Hey guys! I have 3 queries below, I’m struggling to understand why the bytes billed are so different between Q2 & Q3. The results of all 3 queries are below. When I manually type in the value of the max(timestamp), bytes billed are in the KB, but when I run a subquery it’s 92 MB, whereas just the actual subquery it self is only 2 MB?
Is there a way I can reduce billing when I run this in Dataform? I tried pre_operations, regular declare, everything seems to return an error.
#Q1
select max(timestamp) from dummy_a;
#Q2
select * from dummy_b where timestamp = '2025-06-01 23:48:30 UTC';
Q3
select * from dummy_b where timestamp = (select max(timestamp) from dummy_a);
Q1:
Q2:
Q3:
Hi @Pavitra ,
Welcome to Google Cloud Community!
The difference in bytes billed is due to partition pruning and how BigQuery’s optimizer handles literals vs. subquery results in the WHERE clause.
- Q1: select max(timestamp) from dummy_a; (2.48 MB)
- BigQuery scans dummy_a (or relevant parts if dummy_a itself is partitioned/clustered on timestamp) to find the maximum timestamp. The 2.48 MB is the amount of data read from dummy_a.
- Q2: select * from dummy_b where timestamp = ‘2025-06-01 23:48:30 UTC’; (1.25 KB)
- This is extremely efficient. The 1.25 KB strongly suggests that dummy_b is partitioned by the timestamp column (e.g., daily, hourly).
- When you provide a literal timestamp value in the WHERE clause, BigQuery’s query planner can immediately identify which specific partition(s) contain this timestamp. It then only scans those partitions.
- If the data for that specific timestamp within its partition is very small, or if timestamp is also a clustering column within the partition, the amount of data scanned will be minimal.
- Q3: select * from dummy_b where timestamp = (select max(timestamp) from dummy_a); (97.56 MB)
- Even though the subquery (select max(timestamp) from dummy_a) resolves to the exact same literal value (‘2025-06-01 23:48:30 UTC’), the BigQuery optimizer might not be able to “see” this resolved value at the stage where it decides which partitions of dummy_b to scan.
- Optimization Fence: The subquery can act as an “optimization fence.” The planner knows it needs a value from the subquery, but it might not be able to leverage that dynamic value for partition pruning on dummy_b as effectively as it does with a compile-time literal.
- As a result, it might scan a much larger portion of dummy_b (perhaps many partitions, or even the whole table if pruning completely fails) before filtering down to the rows that match the subquery’s result. The 97.56 MB is likely the size of dummy_b or a significant, unpruned portion of it that was scanned.

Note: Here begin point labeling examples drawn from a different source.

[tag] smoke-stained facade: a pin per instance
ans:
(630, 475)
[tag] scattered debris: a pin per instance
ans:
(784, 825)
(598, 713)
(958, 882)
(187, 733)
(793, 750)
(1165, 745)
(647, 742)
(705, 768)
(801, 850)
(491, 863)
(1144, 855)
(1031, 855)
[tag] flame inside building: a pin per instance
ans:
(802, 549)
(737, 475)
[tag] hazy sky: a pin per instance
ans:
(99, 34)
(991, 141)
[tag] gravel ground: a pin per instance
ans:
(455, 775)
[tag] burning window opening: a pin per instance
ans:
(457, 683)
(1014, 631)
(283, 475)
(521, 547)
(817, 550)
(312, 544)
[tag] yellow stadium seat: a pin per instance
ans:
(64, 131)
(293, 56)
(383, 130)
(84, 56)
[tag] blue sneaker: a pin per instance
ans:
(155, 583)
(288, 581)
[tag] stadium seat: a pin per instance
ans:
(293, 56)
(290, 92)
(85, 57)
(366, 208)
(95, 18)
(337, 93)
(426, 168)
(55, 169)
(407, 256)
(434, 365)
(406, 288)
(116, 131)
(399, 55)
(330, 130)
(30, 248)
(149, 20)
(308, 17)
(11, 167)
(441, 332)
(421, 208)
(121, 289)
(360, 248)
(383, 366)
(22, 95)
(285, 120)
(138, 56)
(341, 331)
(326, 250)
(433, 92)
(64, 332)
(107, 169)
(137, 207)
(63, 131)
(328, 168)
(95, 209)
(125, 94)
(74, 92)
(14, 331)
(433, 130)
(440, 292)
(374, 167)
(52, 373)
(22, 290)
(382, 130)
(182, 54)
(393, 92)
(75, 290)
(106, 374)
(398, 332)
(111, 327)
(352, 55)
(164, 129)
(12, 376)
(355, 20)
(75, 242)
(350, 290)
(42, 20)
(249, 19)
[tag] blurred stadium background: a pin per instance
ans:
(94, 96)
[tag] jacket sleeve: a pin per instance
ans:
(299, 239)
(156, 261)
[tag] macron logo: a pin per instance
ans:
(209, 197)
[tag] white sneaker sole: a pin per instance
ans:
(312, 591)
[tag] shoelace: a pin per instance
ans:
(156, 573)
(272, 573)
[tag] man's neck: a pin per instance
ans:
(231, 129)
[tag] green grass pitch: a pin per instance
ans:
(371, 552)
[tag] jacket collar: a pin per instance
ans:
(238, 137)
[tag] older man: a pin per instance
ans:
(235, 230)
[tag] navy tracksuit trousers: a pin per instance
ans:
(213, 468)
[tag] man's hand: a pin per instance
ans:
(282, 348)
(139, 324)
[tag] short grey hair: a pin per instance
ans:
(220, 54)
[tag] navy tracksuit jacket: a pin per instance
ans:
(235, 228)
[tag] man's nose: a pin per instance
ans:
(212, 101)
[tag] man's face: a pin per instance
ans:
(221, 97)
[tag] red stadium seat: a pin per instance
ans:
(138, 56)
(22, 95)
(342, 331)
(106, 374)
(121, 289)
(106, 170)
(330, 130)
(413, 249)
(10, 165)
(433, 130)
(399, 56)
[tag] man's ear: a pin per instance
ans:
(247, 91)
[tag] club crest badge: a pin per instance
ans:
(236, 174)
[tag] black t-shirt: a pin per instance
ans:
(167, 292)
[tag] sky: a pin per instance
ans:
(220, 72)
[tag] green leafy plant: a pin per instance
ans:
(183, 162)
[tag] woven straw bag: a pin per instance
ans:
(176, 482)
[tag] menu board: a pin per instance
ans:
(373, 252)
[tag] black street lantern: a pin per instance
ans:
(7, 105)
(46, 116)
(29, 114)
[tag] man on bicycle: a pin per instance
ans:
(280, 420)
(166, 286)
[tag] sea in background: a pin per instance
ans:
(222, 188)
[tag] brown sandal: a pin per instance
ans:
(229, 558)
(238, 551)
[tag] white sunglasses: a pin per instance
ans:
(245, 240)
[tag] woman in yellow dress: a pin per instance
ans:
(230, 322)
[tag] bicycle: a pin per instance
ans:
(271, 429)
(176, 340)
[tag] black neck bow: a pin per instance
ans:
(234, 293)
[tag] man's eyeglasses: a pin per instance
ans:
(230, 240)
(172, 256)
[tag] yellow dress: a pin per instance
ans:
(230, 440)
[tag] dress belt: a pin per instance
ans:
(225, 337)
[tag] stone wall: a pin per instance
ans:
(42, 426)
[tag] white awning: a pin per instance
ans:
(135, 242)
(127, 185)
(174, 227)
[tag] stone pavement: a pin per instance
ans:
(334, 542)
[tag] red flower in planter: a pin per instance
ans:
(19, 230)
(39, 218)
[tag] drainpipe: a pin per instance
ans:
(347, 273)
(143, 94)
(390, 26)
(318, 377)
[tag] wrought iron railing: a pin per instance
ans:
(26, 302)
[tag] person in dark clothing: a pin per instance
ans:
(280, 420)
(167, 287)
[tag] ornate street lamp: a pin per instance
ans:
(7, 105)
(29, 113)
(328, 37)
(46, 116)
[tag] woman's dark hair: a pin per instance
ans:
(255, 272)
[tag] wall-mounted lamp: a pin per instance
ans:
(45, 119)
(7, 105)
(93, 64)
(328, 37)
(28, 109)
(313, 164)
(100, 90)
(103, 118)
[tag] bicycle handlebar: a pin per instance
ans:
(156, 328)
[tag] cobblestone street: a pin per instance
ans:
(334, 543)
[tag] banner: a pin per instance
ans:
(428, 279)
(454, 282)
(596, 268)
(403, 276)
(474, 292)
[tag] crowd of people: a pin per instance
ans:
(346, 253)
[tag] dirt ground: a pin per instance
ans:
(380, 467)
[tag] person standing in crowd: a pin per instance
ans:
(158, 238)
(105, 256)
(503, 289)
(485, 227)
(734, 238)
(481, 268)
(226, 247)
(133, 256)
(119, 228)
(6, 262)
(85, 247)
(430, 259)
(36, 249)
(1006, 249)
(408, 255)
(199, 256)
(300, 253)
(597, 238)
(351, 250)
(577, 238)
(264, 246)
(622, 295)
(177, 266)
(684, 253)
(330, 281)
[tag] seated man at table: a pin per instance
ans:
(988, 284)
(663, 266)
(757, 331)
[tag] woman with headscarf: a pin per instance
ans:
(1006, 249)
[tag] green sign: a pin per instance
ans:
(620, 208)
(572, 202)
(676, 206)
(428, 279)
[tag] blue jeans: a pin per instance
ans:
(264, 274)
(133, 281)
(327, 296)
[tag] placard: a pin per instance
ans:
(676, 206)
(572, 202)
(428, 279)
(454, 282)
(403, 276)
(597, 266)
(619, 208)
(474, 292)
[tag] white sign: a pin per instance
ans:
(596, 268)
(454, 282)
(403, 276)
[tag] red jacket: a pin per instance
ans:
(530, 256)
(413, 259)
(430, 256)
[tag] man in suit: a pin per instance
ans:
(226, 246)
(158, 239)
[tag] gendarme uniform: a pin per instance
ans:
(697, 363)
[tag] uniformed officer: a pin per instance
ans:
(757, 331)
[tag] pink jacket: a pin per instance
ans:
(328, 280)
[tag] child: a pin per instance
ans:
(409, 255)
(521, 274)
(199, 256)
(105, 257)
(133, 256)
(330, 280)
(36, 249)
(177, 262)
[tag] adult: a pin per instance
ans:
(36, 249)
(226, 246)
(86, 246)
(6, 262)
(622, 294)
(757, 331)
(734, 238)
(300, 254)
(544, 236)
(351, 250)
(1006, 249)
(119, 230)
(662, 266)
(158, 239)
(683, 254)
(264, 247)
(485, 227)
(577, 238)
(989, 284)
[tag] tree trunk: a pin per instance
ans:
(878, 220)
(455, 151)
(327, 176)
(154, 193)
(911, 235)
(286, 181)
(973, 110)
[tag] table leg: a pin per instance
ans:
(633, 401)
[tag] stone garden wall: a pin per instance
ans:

With regards to reduction of billing in Dataform and Big Query in general, the goal is to evaluate the MAX(timestamp) once and then use its literal result in the query against dummy_b so that partition pruning can kick in effectively. BigQuery Scripting is perfect for this. You can use BigQuery scripting within your Dataform SQLX files.
Was this helpful? If so, please accept this answer as “Solution”. If you need additional assistance, reply here within 2 business days and I’ll be happy to help.
Hi @ruthseki ,
Thank you for your response! That makes sense in theory but seems very sub optimal for BQ to do in practice.
Anyway, could you please give me an example script to use in Dataform? I’ve tried using a declare and set in a pre-operations
config, but it rendered to no scripting variable available. Thank you in advance!